Demelza si era svegliata presto come al solito e, quando la raggiunse, era in cucina che svolgeva le normali attività a cui era abituata. La prese in disparte e le disse di prendere il mantello perché avevano faccende da sbrigare e Jud e Prudie, vedendoli uscire insieme a cavallo, non percepirono nulla di strano. In fondo non era così raro che loro due uscissero insieme per delle commissioni.

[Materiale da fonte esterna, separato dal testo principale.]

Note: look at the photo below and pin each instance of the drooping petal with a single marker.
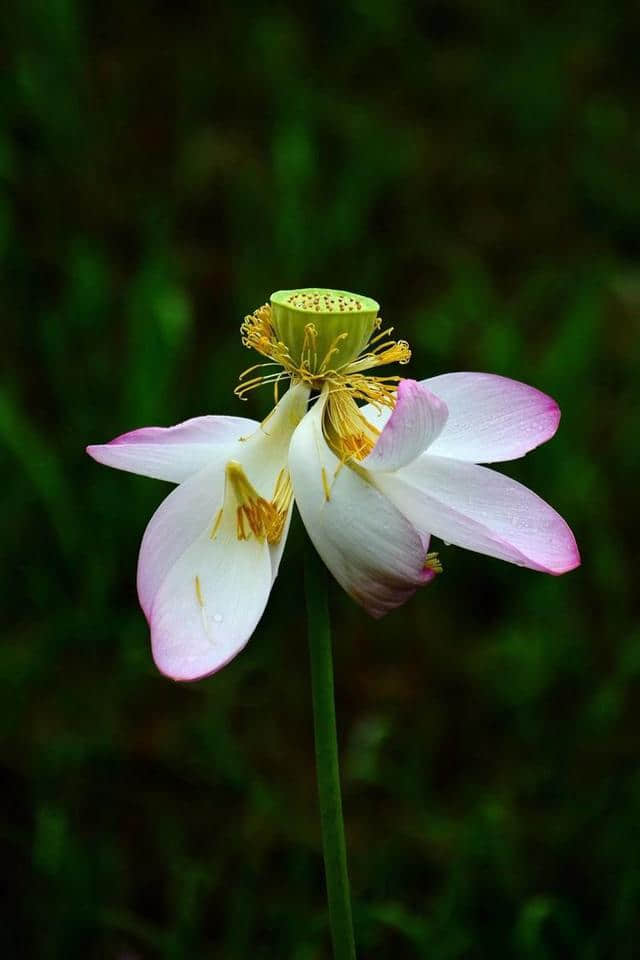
(491, 418)
(370, 548)
(202, 588)
(477, 508)
(210, 602)
(171, 453)
(415, 422)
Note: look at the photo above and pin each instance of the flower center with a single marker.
(326, 339)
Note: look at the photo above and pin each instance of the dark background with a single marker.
(473, 165)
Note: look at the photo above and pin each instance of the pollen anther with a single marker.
(255, 515)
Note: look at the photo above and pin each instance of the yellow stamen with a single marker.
(216, 525)
(258, 333)
(325, 484)
(199, 596)
(432, 562)
(347, 432)
(256, 516)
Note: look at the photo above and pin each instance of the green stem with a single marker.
(328, 772)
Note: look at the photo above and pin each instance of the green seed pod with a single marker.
(323, 329)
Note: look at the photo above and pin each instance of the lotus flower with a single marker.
(372, 482)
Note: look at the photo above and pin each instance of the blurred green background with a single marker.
(473, 165)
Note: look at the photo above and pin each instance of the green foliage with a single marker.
(473, 167)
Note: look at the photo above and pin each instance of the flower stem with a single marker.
(324, 720)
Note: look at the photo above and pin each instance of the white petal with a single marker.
(371, 550)
(415, 422)
(210, 603)
(477, 508)
(172, 453)
(491, 418)
(191, 509)
(202, 589)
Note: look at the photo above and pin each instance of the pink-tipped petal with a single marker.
(491, 418)
(476, 508)
(416, 420)
(369, 547)
(171, 453)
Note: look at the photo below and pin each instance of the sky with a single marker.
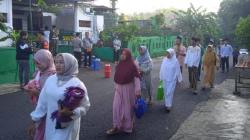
(138, 6)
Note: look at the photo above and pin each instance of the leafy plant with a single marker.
(197, 22)
(124, 31)
(242, 32)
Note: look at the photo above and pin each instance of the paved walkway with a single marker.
(8, 88)
(223, 117)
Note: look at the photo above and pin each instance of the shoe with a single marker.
(112, 131)
(167, 109)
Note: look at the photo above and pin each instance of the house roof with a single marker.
(24, 2)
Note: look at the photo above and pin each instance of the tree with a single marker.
(124, 31)
(197, 22)
(242, 32)
(229, 14)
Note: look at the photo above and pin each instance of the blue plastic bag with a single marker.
(140, 108)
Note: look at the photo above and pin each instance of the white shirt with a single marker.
(170, 70)
(47, 104)
(193, 56)
(226, 50)
(46, 35)
(117, 44)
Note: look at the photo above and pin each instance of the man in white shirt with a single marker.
(117, 46)
(77, 48)
(46, 33)
(87, 45)
(225, 52)
(192, 61)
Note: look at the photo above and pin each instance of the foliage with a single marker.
(229, 14)
(242, 32)
(197, 22)
(124, 31)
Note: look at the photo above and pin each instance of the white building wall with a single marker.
(6, 7)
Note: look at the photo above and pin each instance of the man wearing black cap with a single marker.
(225, 52)
(192, 61)
(180, 51)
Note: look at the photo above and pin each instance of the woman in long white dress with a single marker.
(170, 74)
(53, 91)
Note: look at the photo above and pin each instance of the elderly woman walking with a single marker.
(210, 61)
(52, 101)
(145, 67)
(170, 74)
(45, 67)
(127, 88)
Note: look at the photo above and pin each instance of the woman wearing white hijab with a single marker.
(53, 91)
(170, 74)
(145, 67)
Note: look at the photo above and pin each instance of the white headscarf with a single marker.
(70, 68)
(170, 68)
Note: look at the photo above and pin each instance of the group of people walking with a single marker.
(56, 76)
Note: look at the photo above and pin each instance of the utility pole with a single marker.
(31, 22)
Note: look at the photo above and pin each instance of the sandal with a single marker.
(112, 131)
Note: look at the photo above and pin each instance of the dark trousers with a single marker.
(78, 56)
(199, 72)
(225, 63)
(192, 71)
(235, 60)
(87, 58)
(53, 47)
(181, 68)
(116, 55)
(24, 71)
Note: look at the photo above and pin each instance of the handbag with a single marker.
(160, 92)
(140, 107)
(89, 49)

Come le aveva consigliato, Demelza non aveva aperto bocca coi due servi circa l’imminente matrimonio. A tempo debito ci avrebbe pensato lui a parlarne con loro ma preferiva non farlo con molto anticipo. Jud e Prudie avevano la bocca più larga del loro stomaco e Ross non aveva voglia che tutta la Cornovaglia si intromettesse nelle sue faccende personali urlate ai quattro venti dai due nel giro di poche ore.

Quando furono abbastanza lontani da Nampara, Ross rallentò il cavallo. “Sai dove stiamo andando?”.

No, Sir”.

Ross sospirò. “Ne abbiamo parlato ieri sera, ricordi? Dobbiamo fare le pubblicazioni col Reverendo Odgers”.

Lei deglutì. “E’ dove dovrò firmare?”.

Sì. E mi raccomando, digli che hai già compiuto diciotto anni”.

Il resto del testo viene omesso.